Il est une chose primordiale à laquelle il faut accorder une importance particulière lors de la création, de la production de tout type d’œuvre, de n’importe quel genre de discours, de l’art et de la science en général, c’est la cohérence. Cette œuvre en manque cruellement, tant par la succession confuse des titres, que par la construction même des morceaux. Alors que leur premier album satisfaisait ce principe de cohérence, celui-ci donne l’impression d’être quelque peu déconstruit, dans le mauvais sens du terme. En premier lieu, à l’intérieur même d’un morceau, les arrangements sont relativement faibles et nous laissent une empreinte de frustration. Ils commencent par développer une première idée plutôt intéressante mais ne parviennent jamais à la concrétiser en l’amplifiant, en la travaillant et préfèrent passer à une partie suivante (transition couplet-refrain par exemple), qui, souvent, ne colle pas réellement avec la partie précédente.
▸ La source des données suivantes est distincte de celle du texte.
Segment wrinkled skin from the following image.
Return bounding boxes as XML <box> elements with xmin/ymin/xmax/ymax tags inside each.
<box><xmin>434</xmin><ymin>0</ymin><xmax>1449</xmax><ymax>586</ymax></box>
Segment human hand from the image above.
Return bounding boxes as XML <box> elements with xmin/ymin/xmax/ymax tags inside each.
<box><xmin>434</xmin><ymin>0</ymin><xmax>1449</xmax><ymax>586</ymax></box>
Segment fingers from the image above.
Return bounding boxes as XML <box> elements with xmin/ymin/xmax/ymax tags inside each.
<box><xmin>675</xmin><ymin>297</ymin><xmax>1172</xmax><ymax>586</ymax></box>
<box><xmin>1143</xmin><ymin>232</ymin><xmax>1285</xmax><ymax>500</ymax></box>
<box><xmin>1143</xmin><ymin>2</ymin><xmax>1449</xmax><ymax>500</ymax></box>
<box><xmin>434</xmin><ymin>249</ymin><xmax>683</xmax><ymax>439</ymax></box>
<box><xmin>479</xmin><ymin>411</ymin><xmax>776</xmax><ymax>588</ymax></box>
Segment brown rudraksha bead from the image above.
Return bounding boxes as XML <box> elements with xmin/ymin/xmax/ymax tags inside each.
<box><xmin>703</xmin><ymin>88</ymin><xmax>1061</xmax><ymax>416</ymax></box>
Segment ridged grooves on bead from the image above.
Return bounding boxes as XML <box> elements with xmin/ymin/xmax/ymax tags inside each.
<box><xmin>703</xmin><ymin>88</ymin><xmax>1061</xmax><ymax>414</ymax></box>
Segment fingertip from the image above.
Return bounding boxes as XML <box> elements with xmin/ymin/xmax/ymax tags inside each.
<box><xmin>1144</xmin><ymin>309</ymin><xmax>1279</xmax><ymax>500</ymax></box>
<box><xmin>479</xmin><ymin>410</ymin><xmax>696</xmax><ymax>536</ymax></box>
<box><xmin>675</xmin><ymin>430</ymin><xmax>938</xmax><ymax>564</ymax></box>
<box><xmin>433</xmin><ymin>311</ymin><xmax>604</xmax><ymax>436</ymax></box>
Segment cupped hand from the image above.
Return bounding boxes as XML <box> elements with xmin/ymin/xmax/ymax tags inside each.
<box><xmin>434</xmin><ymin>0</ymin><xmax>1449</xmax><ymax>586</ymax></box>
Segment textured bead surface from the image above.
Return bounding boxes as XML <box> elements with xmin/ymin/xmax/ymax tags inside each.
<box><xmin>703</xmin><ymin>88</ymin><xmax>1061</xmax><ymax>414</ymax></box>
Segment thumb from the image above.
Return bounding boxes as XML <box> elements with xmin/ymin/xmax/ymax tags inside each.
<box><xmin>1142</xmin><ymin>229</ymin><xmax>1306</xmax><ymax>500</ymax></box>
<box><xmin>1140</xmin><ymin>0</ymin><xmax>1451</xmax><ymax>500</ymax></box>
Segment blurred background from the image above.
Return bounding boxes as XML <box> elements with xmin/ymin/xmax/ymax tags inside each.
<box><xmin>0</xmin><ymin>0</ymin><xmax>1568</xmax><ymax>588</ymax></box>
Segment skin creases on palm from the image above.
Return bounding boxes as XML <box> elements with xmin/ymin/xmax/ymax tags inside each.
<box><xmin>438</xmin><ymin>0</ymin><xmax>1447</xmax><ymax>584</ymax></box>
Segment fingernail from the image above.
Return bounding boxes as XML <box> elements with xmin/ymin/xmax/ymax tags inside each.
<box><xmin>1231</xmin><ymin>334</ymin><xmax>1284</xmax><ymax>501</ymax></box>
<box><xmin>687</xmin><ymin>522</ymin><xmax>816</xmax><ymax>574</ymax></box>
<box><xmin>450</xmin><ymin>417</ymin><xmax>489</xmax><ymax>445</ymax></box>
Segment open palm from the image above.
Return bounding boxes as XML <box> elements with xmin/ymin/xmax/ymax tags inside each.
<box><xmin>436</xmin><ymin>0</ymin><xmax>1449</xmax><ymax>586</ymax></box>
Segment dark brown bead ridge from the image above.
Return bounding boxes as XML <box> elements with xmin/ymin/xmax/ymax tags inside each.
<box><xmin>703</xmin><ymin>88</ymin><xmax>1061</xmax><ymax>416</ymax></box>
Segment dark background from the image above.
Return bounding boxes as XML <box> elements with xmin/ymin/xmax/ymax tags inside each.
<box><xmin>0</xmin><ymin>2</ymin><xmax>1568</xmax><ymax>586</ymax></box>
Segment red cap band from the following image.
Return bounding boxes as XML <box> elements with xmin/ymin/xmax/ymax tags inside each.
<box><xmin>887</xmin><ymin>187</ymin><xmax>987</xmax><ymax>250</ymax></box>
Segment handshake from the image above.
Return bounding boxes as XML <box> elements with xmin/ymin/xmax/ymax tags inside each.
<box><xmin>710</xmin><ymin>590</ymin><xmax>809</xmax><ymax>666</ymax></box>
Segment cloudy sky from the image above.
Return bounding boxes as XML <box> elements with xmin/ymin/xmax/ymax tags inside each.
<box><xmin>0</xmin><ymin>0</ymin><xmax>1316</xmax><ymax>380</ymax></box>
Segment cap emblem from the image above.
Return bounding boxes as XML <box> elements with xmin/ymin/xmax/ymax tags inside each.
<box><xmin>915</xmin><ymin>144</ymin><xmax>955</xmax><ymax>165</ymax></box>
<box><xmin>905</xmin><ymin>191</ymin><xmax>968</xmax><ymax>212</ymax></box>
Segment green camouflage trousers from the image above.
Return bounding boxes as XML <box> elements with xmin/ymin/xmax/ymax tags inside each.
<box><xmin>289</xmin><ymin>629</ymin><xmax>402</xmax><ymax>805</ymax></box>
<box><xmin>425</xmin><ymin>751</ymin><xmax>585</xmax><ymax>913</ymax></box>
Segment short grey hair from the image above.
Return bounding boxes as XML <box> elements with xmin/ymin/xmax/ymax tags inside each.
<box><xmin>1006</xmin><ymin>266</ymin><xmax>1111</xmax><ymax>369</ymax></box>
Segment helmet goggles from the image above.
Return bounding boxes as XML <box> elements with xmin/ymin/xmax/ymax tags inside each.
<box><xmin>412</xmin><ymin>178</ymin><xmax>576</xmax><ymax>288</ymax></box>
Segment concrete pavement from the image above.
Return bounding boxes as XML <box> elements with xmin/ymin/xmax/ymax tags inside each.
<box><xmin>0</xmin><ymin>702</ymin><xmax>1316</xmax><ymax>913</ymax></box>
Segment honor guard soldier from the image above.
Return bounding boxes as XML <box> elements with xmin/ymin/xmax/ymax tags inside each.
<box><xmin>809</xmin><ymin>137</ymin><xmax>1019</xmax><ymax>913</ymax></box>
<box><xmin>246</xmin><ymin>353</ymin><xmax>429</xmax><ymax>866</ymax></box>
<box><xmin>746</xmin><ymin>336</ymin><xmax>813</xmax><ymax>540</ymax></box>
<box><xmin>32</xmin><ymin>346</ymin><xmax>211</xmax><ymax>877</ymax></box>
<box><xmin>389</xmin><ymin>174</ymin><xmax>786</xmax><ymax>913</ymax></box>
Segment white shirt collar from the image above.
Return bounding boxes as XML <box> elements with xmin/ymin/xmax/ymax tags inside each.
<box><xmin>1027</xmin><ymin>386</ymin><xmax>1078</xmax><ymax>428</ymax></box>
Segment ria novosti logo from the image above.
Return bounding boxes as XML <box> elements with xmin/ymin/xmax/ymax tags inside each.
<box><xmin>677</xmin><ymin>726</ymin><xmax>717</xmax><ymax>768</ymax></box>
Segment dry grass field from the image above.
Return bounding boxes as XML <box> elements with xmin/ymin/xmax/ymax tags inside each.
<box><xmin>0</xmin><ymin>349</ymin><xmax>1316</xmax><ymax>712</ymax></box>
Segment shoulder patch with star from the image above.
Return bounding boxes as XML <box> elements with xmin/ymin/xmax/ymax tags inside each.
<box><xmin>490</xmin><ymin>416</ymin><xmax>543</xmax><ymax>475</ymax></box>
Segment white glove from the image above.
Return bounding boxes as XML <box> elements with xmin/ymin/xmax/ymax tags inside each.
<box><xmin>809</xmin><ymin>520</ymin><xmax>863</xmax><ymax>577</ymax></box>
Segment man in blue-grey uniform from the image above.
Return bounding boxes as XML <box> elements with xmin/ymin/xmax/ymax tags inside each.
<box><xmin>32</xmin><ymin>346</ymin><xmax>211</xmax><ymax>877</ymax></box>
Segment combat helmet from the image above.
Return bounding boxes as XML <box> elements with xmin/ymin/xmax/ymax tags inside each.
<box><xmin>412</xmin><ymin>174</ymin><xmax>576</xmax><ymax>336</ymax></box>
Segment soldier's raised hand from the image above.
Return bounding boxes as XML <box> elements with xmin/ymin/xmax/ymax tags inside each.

L’exemple le plus flagrant est peut être la première piste. Les quarante premières secondes introductrices de ce deuxième album rappellent indéniablement le premier, puis, survint le refrain « the way my heart beats », tranchant cruellement avec l’esprit du couplet. On dirait qu’ils se sont efforcés de respecter la métrique couplet-refrain-etc et que cette volonté a quelque peu entravé leur création.

 

Frustration

 

Le deuxième facteur aboutissant à cette incohérence est la succession illogique des pistes. Elle nous transmet l’étrange impression que les musiciens ont décidé de faire tel morceau à la manière de Art Brut, et de faire sonner tel autre à la manière d’un Radiohead raté (respectivement “I Know” et “Everything You Do”). Ou encore la “Times Change” comme le canon de Pachelbel revisité version punk-rock par Guitar Part. Certains morceaux nous donnent également le sentiment d’être des compositions créées pour des groupes de rock fait sur mesure dans des écoles de musique, ou encore de sonner comme des morceaux de démonstrations de pédales d’effets. (Hey mec, tu cherches un super son rock pour sonner comme tes groupes préférés, teste la nouvelle Boss maxi combo disto-chorus). L’album se termine pourtant d’une manière hardiment plus élégante avec “Then She Walks Away” et”City By The Sea” qui paraissent plus sincères, contrairement aux autres.
Cet album sera une assez grande déception pour ceux qui ont aimé le premier.